Już pierwsze minuty były zapowiedzią emocjonującego spotkania, gdyż bytomianie nie zamierzali bynajmniej grać defensywnie, lecz szukali możliwości rozstrzygnięcia w otwartej, ofensywnej grze. W 4min. goście po raz pierwszy poważnie zagrozili bramce Fischera. Racki przedryblował Bindka, z prawej strony pola karnego dośrodkował , a Radecki mimo asysty Wieczorka zdołał dosięgnąć piłkę i skierował ja minimalnie niecelnie obok słupka. W 7 min. podobnie składną akcją zrewanżował się Górnik, ale Lazurowicz kończący akcję Szarmacha i Szołtysika za słabo strzelił, czym ułatwił interwencje Chwolikowi. Niedługo potem próbował zaskoczyć bramkarza zabrzan – Janik, lecz jego ostre uderzenie wyłapał dobrze ustawiony Fischer.

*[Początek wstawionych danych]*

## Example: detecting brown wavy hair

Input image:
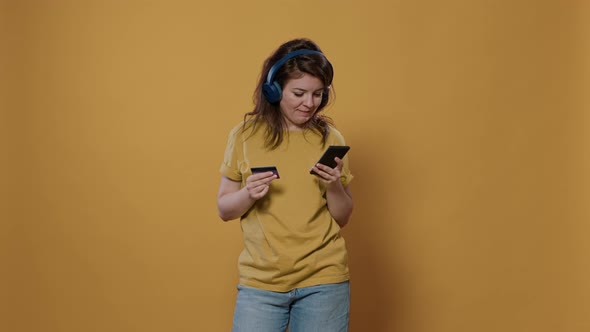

W tym okresie gry bytomianie łatwiej zdobywali teren, gdyż starali się atakować głownie skrzydłami, gdzie murawa była stosunkowo w najlepszym stanie – natomiast zabrzanie zbyt często usiłowali sforsować obronę Polonii środkiem i ich poczynania ofensywne przerywał przypadek – po prostu piłka nie dochodziła do adresata, zatrzymując się w kałużach wody. Nie mniej jednak aktywny Szarmach miał 15 min. szansę otworzenia konta bramkowego, gdy odebrał piłkę Gdawcowi, zdecydował się na zagranie „z klepki” do Lazurowicza, tyle że nadbiegający Janik zdążył wyratować swój zespół z opresji. Gdyby bowiem Lazurowicz zdołał z powrotem zagrać do Szarmacha ten ostatni miałby przed sobą już tylko Chwolika.

Do końca pierwszej połowy bardziej przyjemny dla oka futbol demonstrowali Bytomianie, ale prowadzenie zdobyli gospodarze. W 49 min. Szołtysik uruchomił niewidocznego Gzila, prawoskrzydłowy Górnika po szybkim rajdzie zdecydował się na dośrodkowanie, a Chwolik źle obliczył lot piłki, zdołał ja tylko odbić przed siebie, także będący w pobliżu Szarmach nie miał kłopotów ze skierowaniem jej do siatki.

Niezrażeni utrata bramki goście od początku drugiej połowy starali się jeszcze podkręcić tempo. W ofensywie brała udział z wyjątkiem dwójki środkowych obrońców – cała drużyna. W 50 min. mieli idealna okazje zdobycia wyrównania kiedy po dokładnej centrze prawego obrońcy Wrony, Krupa z bliskiej odległości nie potrafił skierować piłkę w światło bramki. W 73 min. wystarczył moment nie uwagi obrony Polonii by Górnik prowadził 2:0. Nowo wprowadzony Kurzeja idealnie podał do wybiegającego na wolna pozycje Szarmacha i choć na polu karnym zabrzanin stracił na chwile kontrole nad piłką, to nie na tyle, by niezbyt zwrotni stoperzy Polonii zdołali mu ja odebrać. A gdy Chwolik wybiegiem usiłował skrócić kąt, Szarmach spokojnie i precyzyjnie umieścił piłkę w siatce.

Potem jeszcze dwukrotnie zabrzanie: Szarmach i Lazurowicz wykorzystując, już trochę chaotyczne natarcie Polonii, mieli doskonałe sytuacje z kontrakcji, lecz strzelali nie dokładnie i ostatecznie spotkanie zakończyło się wygrana Górnika 2:0.